In the story I’m writing at the moment, I gave my hero an infantile hemangioma, which has shaped his life. Sent away to be hidden in the country as a small baby, he spent his early childhood years isolated by the growing tumour on his face. Then his family sent him for surgery in Naples two years before it was conquered by Napoleon, ironically at about the time the hemangioma was shrinking naturally. Now that the imprisonment of Napoleon has made travel easy, he has come back to England, his face scarred where the hemangioma was removed.
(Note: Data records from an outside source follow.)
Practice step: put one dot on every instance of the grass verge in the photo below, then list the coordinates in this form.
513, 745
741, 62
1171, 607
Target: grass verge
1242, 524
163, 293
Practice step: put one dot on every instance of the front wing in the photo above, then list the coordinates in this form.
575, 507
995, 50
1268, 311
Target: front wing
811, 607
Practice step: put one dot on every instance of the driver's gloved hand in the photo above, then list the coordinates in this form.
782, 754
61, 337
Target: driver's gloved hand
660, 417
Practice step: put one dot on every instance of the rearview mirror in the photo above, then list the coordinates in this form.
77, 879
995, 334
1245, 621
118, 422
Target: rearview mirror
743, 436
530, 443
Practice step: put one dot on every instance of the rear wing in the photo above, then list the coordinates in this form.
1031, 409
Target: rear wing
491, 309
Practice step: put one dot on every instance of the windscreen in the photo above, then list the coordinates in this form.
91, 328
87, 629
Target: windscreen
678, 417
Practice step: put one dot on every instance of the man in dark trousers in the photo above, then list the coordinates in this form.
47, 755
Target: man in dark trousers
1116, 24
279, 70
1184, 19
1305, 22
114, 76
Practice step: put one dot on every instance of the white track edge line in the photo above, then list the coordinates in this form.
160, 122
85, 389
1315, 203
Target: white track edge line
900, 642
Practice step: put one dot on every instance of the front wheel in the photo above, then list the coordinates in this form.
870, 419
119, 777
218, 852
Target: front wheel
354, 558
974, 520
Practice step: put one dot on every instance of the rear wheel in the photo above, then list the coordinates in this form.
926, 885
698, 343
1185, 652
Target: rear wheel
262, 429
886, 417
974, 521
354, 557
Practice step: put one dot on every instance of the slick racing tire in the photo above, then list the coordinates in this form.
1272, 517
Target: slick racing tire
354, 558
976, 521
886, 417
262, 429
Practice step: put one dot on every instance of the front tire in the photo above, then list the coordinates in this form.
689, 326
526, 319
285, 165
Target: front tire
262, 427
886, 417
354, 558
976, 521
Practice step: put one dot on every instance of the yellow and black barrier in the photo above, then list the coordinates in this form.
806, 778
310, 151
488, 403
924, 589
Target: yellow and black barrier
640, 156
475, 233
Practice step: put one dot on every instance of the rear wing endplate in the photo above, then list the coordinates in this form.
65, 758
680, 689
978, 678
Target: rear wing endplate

Black, J, Boulton, JP & Davenport, RJ., Infant mortality by social status in Georgian London

Grace, M., The Shape of Georgian Beauty

Roser, M. Child Mortality

Turner, D. & Withey, A., Technologies of the Body: Polite Consumption and the Correction of Deformity in Eighteenth-Century England, History, The Journal of the Historical Association

4 thoughts on “Deformity and disability in Georgian England

  1. Great article. It seems that even today their are people that look upon deformity the same But to have worn some of those contraptions had to be horrible. I cannot wait to read this book. I really like the hero or heroine not to always be perfect. ❤️

    • Yes, I agree. I like to give my characters flaws, and not to always make them beautiful beyond compare. They become beautiful in one another’s eyes, of course.

  2. Although sad, this is fascinating information (at least to the nurse side of me). So much effort was expended for the sake of vanity (Don’t slouch!). Can’t wait to read your new story!